From the context - and from the similarly-worded description of Epaphras in 4:12 - it's clear that Paul is speaking about his prayers for them.
He's in prison, let's remember, so he can't be referring to very much by way of other types of activity on their behalf. And somehow I don't imagine he has in mind writing letters to the emperor or to the local authorities in Colossae and Laodicea to petition for the believers there. You might say he at least means the letter he's writing to them - after all, that's a form of ministry that probably wasn't dashed off before an afternoon siesta - and instructing Tychicus before he goes back to them. Well, maybe he would include those - but there's so little doubt as to what he really means.
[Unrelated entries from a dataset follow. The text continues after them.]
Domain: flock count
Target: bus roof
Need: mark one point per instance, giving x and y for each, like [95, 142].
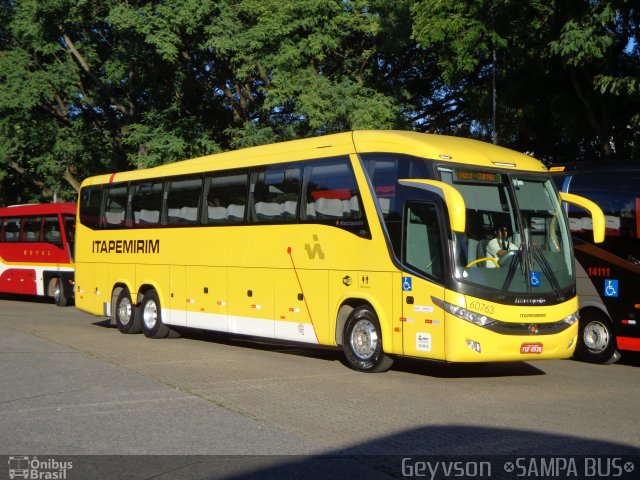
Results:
[37, 209]
[436, 147]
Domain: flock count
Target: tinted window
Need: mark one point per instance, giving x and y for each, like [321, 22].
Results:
[226, 197]
[275, 194]
[146, 203]
[32, 229]
[183, 198]
[90, 205]
[331, 195]
[115, 205]
[51, 230]
[384, 170]
[423, 247]
[12, 229]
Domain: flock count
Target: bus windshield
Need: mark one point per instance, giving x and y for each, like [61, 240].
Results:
[516, 240]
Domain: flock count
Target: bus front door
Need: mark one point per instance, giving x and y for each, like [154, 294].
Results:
[422, 321]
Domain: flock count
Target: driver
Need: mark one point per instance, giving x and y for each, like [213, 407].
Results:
[499, 245]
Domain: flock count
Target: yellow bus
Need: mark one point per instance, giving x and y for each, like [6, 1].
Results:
[374, 241]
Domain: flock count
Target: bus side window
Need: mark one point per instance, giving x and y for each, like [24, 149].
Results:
[226, 198]
[275, 194]
[331, 192]
[32, 229]
[146, 203]
[51, 230]
[90, 205]
[12, 229]
[115, 205]
[423, 248]
[183, 199]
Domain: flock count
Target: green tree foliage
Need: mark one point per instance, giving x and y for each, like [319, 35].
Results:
[92, 86]
[567, 72]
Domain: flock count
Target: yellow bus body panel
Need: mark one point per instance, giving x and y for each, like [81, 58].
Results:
[290, 281]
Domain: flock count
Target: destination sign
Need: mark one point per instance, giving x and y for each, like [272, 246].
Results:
[471, 176]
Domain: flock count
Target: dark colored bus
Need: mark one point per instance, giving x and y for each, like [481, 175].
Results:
[608, 274]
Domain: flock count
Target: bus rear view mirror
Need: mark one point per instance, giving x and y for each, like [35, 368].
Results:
[597, 216]
[452, 198]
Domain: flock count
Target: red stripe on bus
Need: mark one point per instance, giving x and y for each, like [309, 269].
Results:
[628, 343]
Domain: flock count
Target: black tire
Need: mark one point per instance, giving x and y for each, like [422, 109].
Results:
[362, 342]
[596, 340]
[127, 319]
[151, 317]
[57, 291]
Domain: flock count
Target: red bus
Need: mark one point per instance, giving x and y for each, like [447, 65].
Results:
[36, 250]
[607, 274]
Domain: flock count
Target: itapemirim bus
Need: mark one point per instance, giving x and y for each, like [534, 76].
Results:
[607, 274]
[374, 241]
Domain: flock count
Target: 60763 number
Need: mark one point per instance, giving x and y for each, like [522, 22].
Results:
[481, 307]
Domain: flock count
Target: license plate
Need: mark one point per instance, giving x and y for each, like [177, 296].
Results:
[531, 348]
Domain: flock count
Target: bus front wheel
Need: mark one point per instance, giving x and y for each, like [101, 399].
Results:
[362, 342]
[151, 317]
[126, 318]
[596, 340]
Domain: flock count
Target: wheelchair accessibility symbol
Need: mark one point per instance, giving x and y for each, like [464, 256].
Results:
[611, 288]
[534, 279]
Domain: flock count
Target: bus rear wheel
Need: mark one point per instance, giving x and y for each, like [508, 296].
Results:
[151, 316]
[125, 313]
[362, 342]
[596, 340]
[56, 290]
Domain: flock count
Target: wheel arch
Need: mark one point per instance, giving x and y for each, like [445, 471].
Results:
[147, 286]
[348, 304]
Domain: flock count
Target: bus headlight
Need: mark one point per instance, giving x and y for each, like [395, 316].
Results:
[463, 313]
[571, 319]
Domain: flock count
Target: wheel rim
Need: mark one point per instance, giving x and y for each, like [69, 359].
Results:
[596, 336]
[124, 311]
[150, 314]
[364, 339]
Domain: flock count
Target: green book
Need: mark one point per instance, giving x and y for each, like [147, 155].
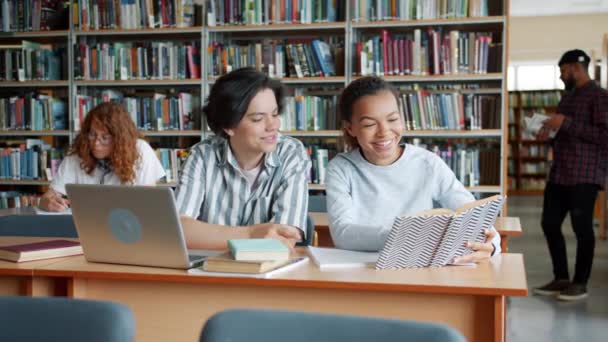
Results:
[258, 249]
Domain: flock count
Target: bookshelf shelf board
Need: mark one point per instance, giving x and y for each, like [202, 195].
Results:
[36, 34]
[531, 142]
[23, 182]
[525, 192]
[533, 159]
[493, 20]
[480, 91]
[539, 107]
[476, 189]
[33, 84]
[276, 27]
[193, 133]
[305, 80]
[495, 76]
[454, 133]
[484, 189]
[138, 32]
[325, 133]
[35, 133]
[128, 83]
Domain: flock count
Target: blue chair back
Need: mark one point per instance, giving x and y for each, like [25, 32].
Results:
[317, 203]
[38, 225]
[64, 320]
[271, 326]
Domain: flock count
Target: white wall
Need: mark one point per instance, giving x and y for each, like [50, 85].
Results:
[546, 38]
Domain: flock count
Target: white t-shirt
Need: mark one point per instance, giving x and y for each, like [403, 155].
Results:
[148, 170]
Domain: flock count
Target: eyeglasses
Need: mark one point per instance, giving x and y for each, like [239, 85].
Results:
[104, 139]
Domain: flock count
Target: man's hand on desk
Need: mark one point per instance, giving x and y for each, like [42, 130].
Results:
[286, 234]
[483, 251]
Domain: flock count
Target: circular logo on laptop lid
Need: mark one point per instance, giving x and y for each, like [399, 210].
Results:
[124, 225]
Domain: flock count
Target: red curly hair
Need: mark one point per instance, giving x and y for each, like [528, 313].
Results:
[115, 118]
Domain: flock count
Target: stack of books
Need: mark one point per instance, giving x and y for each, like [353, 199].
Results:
[40, 250]
[251, 256]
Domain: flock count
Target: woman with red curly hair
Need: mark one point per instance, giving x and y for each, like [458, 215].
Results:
[108, 150]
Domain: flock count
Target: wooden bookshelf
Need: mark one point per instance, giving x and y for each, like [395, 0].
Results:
[526, 150]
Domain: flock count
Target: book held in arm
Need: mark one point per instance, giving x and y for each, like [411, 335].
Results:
[258, 250]
[40, 250]
[224, 265]
[435, 237]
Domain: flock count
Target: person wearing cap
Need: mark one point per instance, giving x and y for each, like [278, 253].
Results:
[578, 172]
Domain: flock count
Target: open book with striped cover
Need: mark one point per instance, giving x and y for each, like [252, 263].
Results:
[435, 237]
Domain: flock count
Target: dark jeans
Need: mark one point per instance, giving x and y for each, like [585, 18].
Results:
[579, 200]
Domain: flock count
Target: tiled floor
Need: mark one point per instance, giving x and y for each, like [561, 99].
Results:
[539, 319]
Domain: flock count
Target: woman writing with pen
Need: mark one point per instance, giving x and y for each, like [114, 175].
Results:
[108, 150]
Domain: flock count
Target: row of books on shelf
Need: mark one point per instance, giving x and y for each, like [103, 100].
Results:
[310, 113]
[472, 165]
[33, 160]
[427, 52]
[374, 10]
[33, 111]
[548, 98]
[455, 111]
[17, 199]
[150, 111]
[540, 151]
[136, 60]
[279, 58]
[533, 168]
[320, 155]
[532, 184]
[32, 62]
[133, 14]
[265, 12]
[31, 15]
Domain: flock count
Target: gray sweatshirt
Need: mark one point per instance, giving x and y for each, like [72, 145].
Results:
[364, 199]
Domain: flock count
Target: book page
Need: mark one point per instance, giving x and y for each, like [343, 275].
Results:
[534, 123]
[39, 211]
[477, 203]
[293, 263]
[467, 226]
[412, 241]
[326, 258]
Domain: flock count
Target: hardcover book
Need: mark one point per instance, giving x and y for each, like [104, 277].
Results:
[258, 249]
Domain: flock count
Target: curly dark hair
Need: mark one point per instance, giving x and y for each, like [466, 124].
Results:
[369, 85]
[116, 119]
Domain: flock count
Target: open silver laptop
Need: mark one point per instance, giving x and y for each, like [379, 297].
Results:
[135, 225]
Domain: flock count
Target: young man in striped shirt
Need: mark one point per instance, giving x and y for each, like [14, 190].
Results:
[246, 181]
[580, 150]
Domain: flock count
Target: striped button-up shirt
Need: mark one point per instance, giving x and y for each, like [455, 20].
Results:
[581, 144]
[213, 189]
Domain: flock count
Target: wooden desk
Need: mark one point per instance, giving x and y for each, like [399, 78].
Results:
[173, 305]
[17, 278]
[506, 227]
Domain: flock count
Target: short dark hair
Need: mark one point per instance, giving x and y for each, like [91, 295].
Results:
[364, 86]
[575, 56]
[231, 94]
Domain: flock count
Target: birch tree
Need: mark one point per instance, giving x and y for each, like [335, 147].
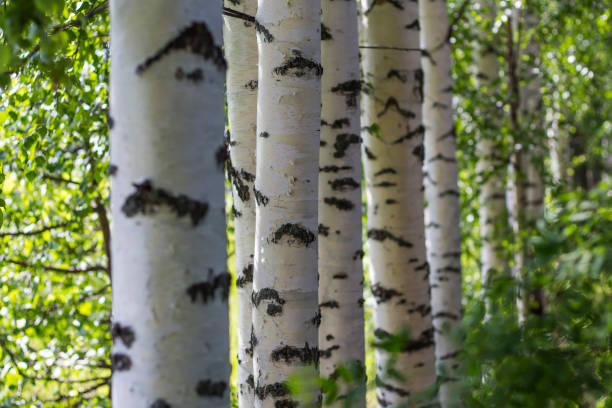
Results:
[393, 159]
[285, 303]
[170, 286]
[442, 194]
[493, 213]
[240, 44]
[341, 335]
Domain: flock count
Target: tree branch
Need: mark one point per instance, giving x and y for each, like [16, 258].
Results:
[106, 233]
[94, 268]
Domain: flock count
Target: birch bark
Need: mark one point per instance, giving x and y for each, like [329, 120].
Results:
[341, 335]
[170, 286]
[240, 42]
[442, 195]
[393, 159]
[493, 209]
[285, 312]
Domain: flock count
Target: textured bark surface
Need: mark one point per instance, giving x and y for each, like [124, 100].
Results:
[240, 44]
[170, 285]
[491, 165]
[442, 194]
[393, 159]
[341, 335]
[528, 163]
[285, 303]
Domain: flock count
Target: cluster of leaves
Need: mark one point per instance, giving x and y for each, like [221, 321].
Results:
[564, 357]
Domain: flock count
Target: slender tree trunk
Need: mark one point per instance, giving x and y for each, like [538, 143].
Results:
[393, 160]
[442, 194]
[285, 312]
[170, 285]
[240, 43]
[491, 164]
[341, 335]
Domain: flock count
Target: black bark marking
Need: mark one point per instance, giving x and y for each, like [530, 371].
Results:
[160, 403]
[344, 184]
[147, 198]
[275, 390]
[384, 184]
[333, 169]
[124, 333]
[350, 90]
[343, 142]
[411, 133]
[316, 321]
[340, 203]
[323, 230]
[423, 310]
[387, 170]
[300, 234]
[369, 153]
[392, 102]
[399, 74]
[338, 123]
[195, 76]
[260, 198]
[453, 193]
[388, 387]
[441, 157]
[325, 33]
[290, 354]
[326, 353]
[298, 65]
[196, 39]
[265, 33]
[253, 84]
[120, 362]
[449, 269]
[382, 294]
[381, 235]
[451, 133]
[245, 277]
[415, 25]
[419, 152]
[419, 78]
[206, 290]
[395, 3]
[208, 388]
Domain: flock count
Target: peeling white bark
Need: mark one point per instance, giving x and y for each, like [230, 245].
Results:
[285, 312]
[393, 161]
[442, 194]
[170, 285]
[240, 44]
[341, 336]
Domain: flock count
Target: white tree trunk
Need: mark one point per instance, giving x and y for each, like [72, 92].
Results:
[393, 160]
[285, 312]
[170, 285]
[240, 44]
[442, 194]
[341, 336]
[493, 212]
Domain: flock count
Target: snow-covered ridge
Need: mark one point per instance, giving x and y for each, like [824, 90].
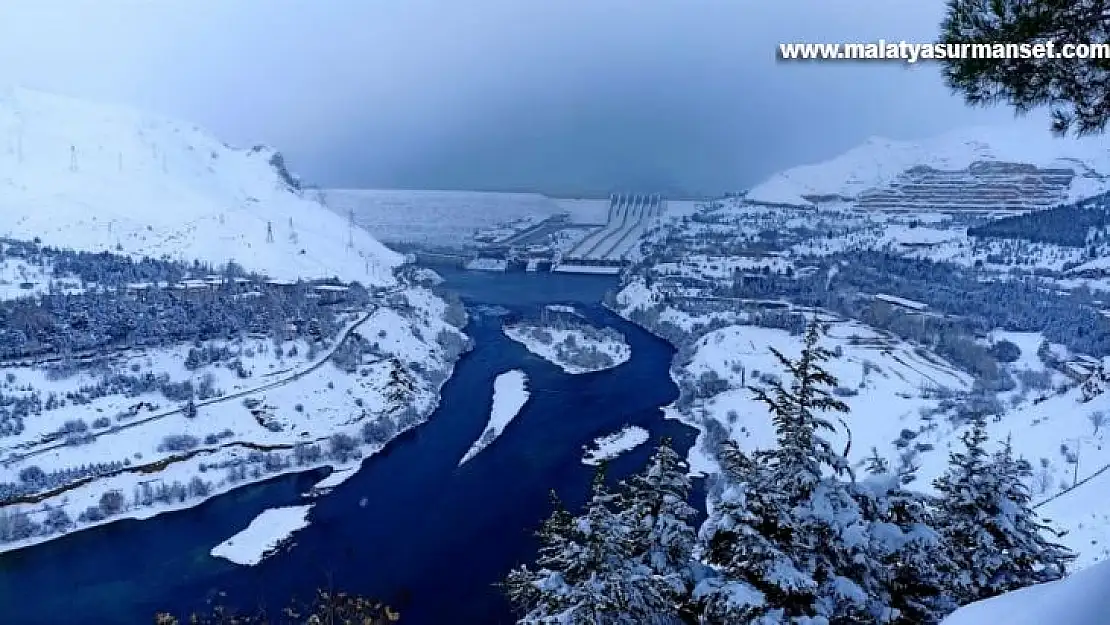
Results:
[878, 162]
[94, 177]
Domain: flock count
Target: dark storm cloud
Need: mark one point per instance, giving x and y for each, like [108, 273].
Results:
[561, 96]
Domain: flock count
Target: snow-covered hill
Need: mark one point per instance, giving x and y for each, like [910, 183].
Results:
[93, 177]
[1079, 600]
[878, 162]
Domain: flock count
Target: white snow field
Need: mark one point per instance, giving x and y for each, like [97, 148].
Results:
[510, 394]
[1081, 598]
[879, 161]
[612, 445]
[100, 178]
[265, 532]
[106, 178]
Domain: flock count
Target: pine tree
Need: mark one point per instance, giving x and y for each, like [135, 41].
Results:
[787, 533]
[655, 511]
[585, 572]
[965, 508]
[997, 540]
[743, 541]
[1031, 556]
[1073, 89]
[915, 567]
[804, 454]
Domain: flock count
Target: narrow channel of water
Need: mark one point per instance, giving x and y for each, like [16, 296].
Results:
[411, 526]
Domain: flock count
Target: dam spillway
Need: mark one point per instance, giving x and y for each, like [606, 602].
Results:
[606, 250]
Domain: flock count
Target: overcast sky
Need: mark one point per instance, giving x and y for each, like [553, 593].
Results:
[547, 94]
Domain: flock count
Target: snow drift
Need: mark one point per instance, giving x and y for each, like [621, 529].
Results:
[97, 178]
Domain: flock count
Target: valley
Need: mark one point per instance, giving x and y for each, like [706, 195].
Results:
[245, 392]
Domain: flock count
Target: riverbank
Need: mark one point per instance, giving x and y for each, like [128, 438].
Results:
[409, 510]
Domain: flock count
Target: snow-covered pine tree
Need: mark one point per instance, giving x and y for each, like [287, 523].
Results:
[542, 592]
[743, 542]
[1031, 555]
[997, 540]
[916, 567]
[788, 534]
[804, 454]
[657, 516]
[966, 505]
[585, 572]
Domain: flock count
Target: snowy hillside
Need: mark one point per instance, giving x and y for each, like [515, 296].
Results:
[878, 162]
[1080, 600]
[92, 177]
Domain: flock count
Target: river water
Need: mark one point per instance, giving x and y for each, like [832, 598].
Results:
[412, 526]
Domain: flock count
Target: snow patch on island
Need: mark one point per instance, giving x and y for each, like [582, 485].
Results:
[510, 394]
[574, 348]
[265, 533]
[612, 445]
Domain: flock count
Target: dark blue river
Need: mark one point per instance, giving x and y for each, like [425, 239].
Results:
[432, 538]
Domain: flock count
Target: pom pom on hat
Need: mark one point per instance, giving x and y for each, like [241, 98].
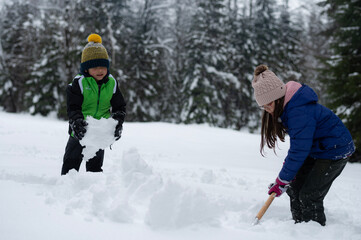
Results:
[260, 69]
[95, 38]
[267, 86]
[94, 54]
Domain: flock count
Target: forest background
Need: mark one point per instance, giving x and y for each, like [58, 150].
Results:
[184, 61]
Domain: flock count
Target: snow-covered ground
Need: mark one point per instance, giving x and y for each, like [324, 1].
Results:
[160, 181]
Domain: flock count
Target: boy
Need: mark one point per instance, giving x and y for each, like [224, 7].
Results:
[94, 92]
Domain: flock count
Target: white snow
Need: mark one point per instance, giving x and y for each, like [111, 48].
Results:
[160, 181]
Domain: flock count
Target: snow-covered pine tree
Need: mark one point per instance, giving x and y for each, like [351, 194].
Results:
[265, 33]
[315, 47]
[288, 46]
[207, 83]
[238, 26]
[144, 67]
[342, 74]
[58, 61]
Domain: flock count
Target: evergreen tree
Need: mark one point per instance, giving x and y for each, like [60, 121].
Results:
[314, 47]
[240, 58]
[143, 64]
[287, 46]
[342, 74]
[265, 33]
[58, 60]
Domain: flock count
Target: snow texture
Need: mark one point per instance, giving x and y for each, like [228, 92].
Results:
[160, 181]
[99, 135]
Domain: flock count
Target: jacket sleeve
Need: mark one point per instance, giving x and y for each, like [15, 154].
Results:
[118, 103]
[301, 129]
[74, 100]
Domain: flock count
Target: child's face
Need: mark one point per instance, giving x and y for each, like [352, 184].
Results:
[98, 72]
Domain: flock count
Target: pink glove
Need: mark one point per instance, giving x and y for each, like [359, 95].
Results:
[279, 186]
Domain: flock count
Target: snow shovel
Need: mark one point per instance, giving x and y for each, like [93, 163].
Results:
[264, 208]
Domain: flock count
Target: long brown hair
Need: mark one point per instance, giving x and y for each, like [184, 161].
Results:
[272, 127]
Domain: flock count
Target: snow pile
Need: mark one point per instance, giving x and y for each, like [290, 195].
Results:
[99, 135]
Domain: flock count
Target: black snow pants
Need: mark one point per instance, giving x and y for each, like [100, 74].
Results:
[310, 187]
[73, 158]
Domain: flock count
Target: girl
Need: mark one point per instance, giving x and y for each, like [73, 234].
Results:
[320, 144]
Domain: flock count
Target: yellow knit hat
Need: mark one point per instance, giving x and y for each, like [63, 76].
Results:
[94, 54]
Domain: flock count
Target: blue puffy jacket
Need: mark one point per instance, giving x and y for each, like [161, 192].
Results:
[314, 131]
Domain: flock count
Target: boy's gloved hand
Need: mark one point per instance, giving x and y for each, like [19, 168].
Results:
[279, 186]
[78, 127]
[118, 131]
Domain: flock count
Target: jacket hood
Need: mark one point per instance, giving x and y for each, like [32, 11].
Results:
[303, 96]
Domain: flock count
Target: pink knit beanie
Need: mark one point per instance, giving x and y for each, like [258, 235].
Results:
[267, 86]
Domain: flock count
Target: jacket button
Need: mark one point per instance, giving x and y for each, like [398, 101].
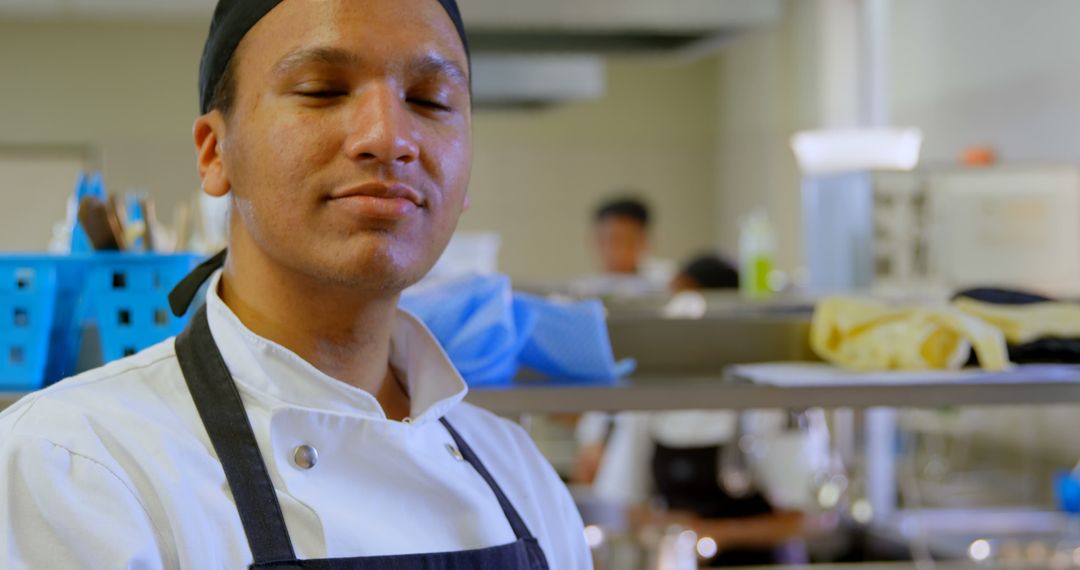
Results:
[305, 457]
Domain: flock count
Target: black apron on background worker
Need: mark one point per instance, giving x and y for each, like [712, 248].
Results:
[687, 478]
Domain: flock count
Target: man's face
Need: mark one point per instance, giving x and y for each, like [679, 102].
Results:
[621, 242]
[349, 145]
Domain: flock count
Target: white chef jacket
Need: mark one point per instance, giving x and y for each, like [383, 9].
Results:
[113, 469]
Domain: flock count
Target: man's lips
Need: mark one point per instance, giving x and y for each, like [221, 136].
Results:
[388, 201]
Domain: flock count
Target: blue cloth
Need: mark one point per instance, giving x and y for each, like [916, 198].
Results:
[489, 333]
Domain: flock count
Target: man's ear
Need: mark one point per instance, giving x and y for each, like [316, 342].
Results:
[208, 131]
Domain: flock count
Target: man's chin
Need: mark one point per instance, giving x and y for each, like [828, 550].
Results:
[370, 273]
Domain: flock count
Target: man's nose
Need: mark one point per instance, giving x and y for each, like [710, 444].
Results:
[380, 129]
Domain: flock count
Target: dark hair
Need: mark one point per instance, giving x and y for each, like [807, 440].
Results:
[711, 272]
[624, 207]
[225, 92]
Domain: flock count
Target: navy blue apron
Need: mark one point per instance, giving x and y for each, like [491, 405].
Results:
[223, 414]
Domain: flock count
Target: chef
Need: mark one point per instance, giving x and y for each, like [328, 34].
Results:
[301, 420]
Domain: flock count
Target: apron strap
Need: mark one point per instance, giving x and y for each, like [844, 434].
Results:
[521, 530]
[223, 414]
[183, 294]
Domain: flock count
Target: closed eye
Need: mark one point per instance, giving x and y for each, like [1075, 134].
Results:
[429, 104]
[322, 94]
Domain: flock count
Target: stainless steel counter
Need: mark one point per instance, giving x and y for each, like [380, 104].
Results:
[1023, 385]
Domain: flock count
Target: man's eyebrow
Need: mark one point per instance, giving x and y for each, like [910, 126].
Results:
[434, 64]
[327, 56]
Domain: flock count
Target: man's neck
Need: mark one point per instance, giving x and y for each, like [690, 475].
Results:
[343, 334]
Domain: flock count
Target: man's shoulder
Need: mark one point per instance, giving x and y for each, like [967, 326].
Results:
[483, 424]
[121, 393]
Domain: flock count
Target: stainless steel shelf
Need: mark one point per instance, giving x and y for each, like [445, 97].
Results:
[1023, 385]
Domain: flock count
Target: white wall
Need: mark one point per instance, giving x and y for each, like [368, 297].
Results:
[125, 91]
[538, 177]
[996, 72]
[129, 91]
[767, 90]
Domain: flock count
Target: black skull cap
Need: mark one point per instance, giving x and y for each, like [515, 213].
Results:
[234, 18]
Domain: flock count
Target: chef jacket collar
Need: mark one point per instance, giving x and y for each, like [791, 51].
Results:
[265, 367]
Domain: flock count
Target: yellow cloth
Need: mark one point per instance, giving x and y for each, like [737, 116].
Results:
[1024, 323]
[864, 335]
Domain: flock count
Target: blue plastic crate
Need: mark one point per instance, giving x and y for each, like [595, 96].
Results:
[27, 303]
[127, 297]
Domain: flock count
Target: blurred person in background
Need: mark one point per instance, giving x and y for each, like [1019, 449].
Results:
[621, 241]
[688, 469]
[706, 271]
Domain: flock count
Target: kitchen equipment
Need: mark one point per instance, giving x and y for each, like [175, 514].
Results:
[94, 217]
[115, 215]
He's speaking about his prayers for them - prayers that have been reported on, briefly, in 1:9ff.
This praying, this interceding - and let's not forget it's for believers he's not yet met - comes under the heading of hard work. He's contending for them in his prayers - taking their side, pleading for them, wrestling for them. It drains him. He suffers in doing so. This isn't a few pleasant and polite requests; it's hard work, it's demanding labour. It's warfare.
Not because the one to whom he prays is a reluctant hearer of prayer. That's not the case at all. No, the intensity is because of the significance of the issues for which he prays - the maturing of the believers into fully-assured and fruitful Christians, who won't be deceived by fine-sounding arguments or taken captive by hollow and deceptive philosophy. And because there are all manner of obstacles being put in the way of that, both seen and unseen, whose only intent is to harm and destroy the church.
The content and the contention in Paul's prayers is a continual rebuke to my own. But they also provide a model and a framework for me, for us, to embrace and to get down to work with. These are surely days in which we need to be contending hard in prayer for the Lord's people, both near and far.